Coursera Data Science Capstone: Milestone Report

James Cooksley

March 26, 2018

Introduction

This is the initial Milestone Report which is part of the Coursera Data Science Capstone Project. The task is to create a predictive text model, using natural language processing techniques to perform the analysis and build the model. This Milestone Report describes the important features of the training data using exploratory data analysis and describes further plans for a predictive model.

Sourcing The Data

**Download zip file including text files from https://d396qusza40orc.cloudfront.net/dsscapstone/dataset/Coursera-SwiftKey.zip.**

Download and unzip the data to local disk

if (!file.exists("Coursera-SwiftKey.zip")) {
  download.file(url = "https://d396qusza40orc.cloudfront.net/dsscapstone/dataset/Coursera-SwiftKey.zip", destfile = "C://Users//u182335//Documents//DataScience//CAPSTONE//Week 2//Coursera-SwiftKey.zip")
  unzip("C://Users//u182335//Documents//DataScience//CAPSTONE//Week 2//Coursera-SwiftKey.zip")
}

The data sets consist of text from 3 different sources: 1=Blogs, 2=News, 3=Twitter feeds. The text data is in 4 different languages: one. German, two.
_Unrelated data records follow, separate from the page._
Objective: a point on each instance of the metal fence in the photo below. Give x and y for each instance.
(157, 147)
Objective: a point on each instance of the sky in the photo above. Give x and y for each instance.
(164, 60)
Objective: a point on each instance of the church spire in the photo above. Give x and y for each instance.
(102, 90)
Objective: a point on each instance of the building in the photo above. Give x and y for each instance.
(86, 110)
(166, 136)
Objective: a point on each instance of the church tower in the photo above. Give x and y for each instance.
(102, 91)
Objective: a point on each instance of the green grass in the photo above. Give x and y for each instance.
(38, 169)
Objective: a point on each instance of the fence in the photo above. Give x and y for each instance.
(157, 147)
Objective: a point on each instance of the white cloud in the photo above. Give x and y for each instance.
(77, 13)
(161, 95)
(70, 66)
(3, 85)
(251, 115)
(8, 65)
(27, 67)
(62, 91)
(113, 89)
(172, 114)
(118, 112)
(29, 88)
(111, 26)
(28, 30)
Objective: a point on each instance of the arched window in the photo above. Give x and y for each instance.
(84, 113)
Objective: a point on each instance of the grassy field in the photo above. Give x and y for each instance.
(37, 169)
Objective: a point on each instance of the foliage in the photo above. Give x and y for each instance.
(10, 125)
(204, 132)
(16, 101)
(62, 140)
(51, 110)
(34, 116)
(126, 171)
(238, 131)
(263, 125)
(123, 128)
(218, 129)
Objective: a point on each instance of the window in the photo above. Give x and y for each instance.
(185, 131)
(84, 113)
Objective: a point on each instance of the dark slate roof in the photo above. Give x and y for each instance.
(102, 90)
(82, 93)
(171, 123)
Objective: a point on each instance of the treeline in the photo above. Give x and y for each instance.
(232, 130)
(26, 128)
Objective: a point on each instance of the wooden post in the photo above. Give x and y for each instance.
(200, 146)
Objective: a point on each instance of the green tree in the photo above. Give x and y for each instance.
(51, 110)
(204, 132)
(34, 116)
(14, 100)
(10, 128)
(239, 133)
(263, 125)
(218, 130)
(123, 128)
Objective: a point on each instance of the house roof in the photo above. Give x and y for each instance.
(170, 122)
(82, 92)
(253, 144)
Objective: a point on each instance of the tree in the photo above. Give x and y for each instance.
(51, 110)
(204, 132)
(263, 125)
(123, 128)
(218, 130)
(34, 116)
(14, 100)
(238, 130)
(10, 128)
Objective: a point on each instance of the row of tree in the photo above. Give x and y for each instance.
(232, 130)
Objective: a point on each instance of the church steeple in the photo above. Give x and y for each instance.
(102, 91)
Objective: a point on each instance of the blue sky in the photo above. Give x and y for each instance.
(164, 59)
English - United States, three. Finnish and four. Russian. I will focus on the English - United States data sets only.

Read the blogs and Twitter data into R

blogs <- readLines("final/en_US/en_US.blogs.txt", encoding = "UTF-8", skipNul = TRUE)
news <- readLines("final/en_US/en_US.news.txt", encoding = "UTF-8", skipNul = TRUE)

## Warning in readLines("final/en_US/en_US.news.txt", encoding =
## "UTF-8", skipNul = TRUE): incomplete final line found on 'final/en_US/
## en_US.news.txt'

twitter <- readLines("final/en_US/en_US.twitter.txt", encoding = "UTF-8", skipNul = TRUE)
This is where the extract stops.